What if you got the chance to be everyone’s fantasy?
When she flees to D.C. in the midst of a divorce, the last thing Joanie Price expects is to become a courtesan, but, as her true self struggles to be realized, this is exactly what happens. Along with Joanie, we are drawn into the pleasures and benefits, the nuances and norms, of the patrons who lavishly support her and vie for her attention. In modern society such a thing has a decidedly negative connotation—like so many other uncomfortable realities, we prefer to hide such sexual arrangements behind closed doors simply because we can. Against the backdrop of the 2008 Obama presidential campaign and the wars in Iraq and Afghanistan, the questions Joanie’s new lifestyle raises about who Americans have become and where they’re headed are provocative as well as evocative.

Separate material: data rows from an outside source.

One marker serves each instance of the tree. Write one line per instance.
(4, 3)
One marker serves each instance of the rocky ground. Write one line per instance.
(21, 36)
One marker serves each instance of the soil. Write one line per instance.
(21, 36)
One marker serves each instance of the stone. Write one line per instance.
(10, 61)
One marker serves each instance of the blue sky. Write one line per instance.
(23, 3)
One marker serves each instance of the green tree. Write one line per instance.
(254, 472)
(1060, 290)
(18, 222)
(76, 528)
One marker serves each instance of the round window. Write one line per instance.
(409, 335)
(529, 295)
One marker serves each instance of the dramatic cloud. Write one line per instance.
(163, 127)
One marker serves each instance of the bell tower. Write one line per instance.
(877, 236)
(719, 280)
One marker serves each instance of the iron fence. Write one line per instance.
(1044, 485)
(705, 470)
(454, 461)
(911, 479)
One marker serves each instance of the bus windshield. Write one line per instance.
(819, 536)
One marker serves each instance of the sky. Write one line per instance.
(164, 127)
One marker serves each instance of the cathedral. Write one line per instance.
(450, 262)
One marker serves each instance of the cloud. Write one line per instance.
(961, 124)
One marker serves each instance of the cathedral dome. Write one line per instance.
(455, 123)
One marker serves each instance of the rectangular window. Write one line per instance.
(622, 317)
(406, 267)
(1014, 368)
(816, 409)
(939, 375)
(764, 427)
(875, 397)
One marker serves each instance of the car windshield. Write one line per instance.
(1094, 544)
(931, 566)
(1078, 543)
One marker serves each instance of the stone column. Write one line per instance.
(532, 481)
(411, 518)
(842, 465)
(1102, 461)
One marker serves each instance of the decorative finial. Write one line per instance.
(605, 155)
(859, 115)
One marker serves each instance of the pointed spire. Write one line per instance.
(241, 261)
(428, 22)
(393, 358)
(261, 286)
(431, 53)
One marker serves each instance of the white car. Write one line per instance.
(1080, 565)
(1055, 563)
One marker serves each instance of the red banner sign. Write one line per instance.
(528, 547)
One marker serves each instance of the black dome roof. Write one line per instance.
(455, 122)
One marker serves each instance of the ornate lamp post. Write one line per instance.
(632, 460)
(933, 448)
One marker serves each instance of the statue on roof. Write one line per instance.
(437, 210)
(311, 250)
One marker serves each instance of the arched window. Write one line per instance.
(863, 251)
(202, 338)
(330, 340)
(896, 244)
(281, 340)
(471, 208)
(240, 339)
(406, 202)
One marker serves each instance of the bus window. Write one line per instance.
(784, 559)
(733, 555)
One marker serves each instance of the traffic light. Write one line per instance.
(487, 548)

In past eras, in some societies, such as Paris’s second Napoleonic era and during many royal reigns before, enchanting women were perceived as artists, protected and cherished by their patrons in order that they might flourish. In today’s society, where both relationships and artisans have lost their strongholds in the sacrifice toward progress and humanity, a modern-day courtesan—an artist of love—could never hope to fit in. Equally confronting and alluring, Joanie’s somewhat naïve, but completely enthralling deviation from the rules makes readers wonder why one would ever follow them in the first place. No matter what your view, one thing is for certain: It’s easy and wickedly enjoyable to see ourselves in Joanie’s shoes, and as we do, her erotic experiment hurtles us through a story of self-discovery that’s raw and transformative, as well as witty and enduring.